King Hrothgar, on 27 October 2012 - 05:06 AM, said:
Is the game complete? No, of course not. Is it buggy, glitchy and downright frustrating at times? Absolutely. Are there serious balance issues? Clearly. And this ladies and gentlemen is why it's called "beta." The key requirement for an open beta is a reasonably stable program that works and has the core elements of the game. MWO fits that description. It has the basic mech on mech action and the program doesn't CTD every 5 minutes. It's core problem right now is a lack of content, screwy interface and lack of documentation. That is completely acceptable for an open beta.
Here's the problem with the way you view it. You're a founder, which means you bought in to support this game. It means that you are willing to see it through for the most part to the bitter end. I'm not saying thats bad. Not everyone is a founder and the majority don't share your views. So PGI sold like something close to 50,000 founder packs, ACROSS THE GLOBE. They made 5.2 million dollars ACROSS THE GLOBE. It's not like they sold 50,000 packs in just one continent or one demographic. Basically everyone who was or is a Mechwarrior or Battletech fan bought a founder pack. Those that are but didn't are probably waiting to see if the game gets better.
PGI has already saturated their target demographic. Open Beta is a push to get it exposure to a whole different demographic. The problem is that the majority of gamers don't want to spend money or play a game that's as buggy as this game. Most of us do because we haven't seen a Mechwarrior game in 10 years. The rest could care less if this games name is Mechwarrior or Hawken or Mech Assault. They want the game to be fun, they want to be able to learn it, and they don't want the headache of bugs interrupting their game.

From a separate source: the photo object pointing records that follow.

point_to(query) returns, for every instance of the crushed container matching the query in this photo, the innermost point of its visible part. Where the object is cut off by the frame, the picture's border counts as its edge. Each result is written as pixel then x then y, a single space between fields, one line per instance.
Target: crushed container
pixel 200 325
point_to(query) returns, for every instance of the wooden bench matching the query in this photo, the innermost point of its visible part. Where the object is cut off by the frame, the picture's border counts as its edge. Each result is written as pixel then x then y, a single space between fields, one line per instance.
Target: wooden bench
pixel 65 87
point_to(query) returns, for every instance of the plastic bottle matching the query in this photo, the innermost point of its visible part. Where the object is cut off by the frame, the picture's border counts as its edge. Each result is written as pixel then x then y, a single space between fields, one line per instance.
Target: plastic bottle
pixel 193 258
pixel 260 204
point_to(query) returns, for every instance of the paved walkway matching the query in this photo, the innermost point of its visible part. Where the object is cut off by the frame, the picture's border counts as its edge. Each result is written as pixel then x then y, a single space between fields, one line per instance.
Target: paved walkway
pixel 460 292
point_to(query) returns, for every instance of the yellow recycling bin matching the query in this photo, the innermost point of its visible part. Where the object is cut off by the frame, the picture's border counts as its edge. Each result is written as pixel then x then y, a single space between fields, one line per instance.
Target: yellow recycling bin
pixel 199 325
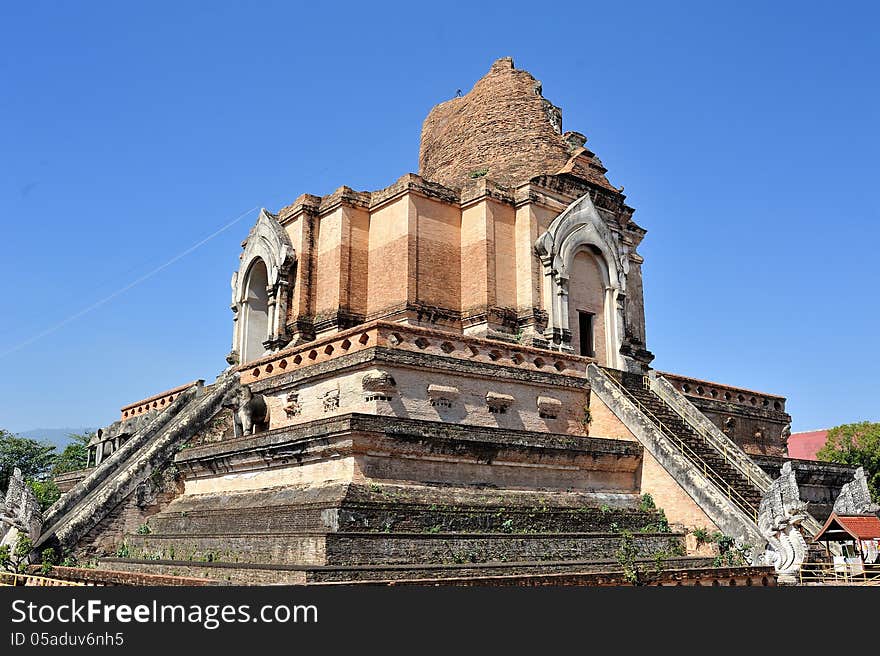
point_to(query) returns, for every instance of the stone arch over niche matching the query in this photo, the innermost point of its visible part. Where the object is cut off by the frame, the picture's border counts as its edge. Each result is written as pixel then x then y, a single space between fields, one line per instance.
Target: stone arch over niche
pixel 588 281
pixel 267 261
pixel 255 312
pixel 575 238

Right now the game is stale in content. I could care less about Endo or DHS or FF, because only Endo is really useful and DHS doesn't work right now, and judging by their reply it may never work correctly, that has yet to be seen. The core of the game is a deathmatch with 2 dropship beacons at each end of small buggy maps. It gets old very quick, because the games are so fast, and in trial mechs they are even faster because you just leave and join in another one. Mechwarrior is not a game about who gets to the dropship faster or who kills more mechs within 15 minutes. It's about taking planets, assaulting bases, protecting VIP's, protecting bases, tactics and strategy to achieve those goals. This is not Mechwarrior but World of Mechs right now. We've got mechs that look like Battletech Mechs and we've got the name on a product along with some of the tech to go with it, but quite frankly this does not feel like the Mechwarrior that I know and played more than 10 years ago.
Faith in this product would be easier to hold if they didn't ignore the community and simply do things that spite them in order to uphold unrealistic deadlines. For the most part, everyone knows this game is not ready for Open Beta even though it is called Open Beta, it is still a public launch. It is when everyone in the public gets to play it and see it for what it is and make up their minds. If it was a little buggy and more feature complete, I would say it has a fighting chance. The state it is in right now I would say the chances are slim to none at best. This is a F2P game which means that when they launch it, no one has to pay as so many of you have pointed out. No one has to feed PGI's stomach's or pay their running costs. It's not like a retail AAA title than can run on a franchise and be sold for $60 bucks on consoles and PC's where the Developers and the Publisher's recoup their costs in record time. They have to make their money from constant sales and microtransactions. That means there has to be people playing and there has to be something worth buying. Without that, this game is dead.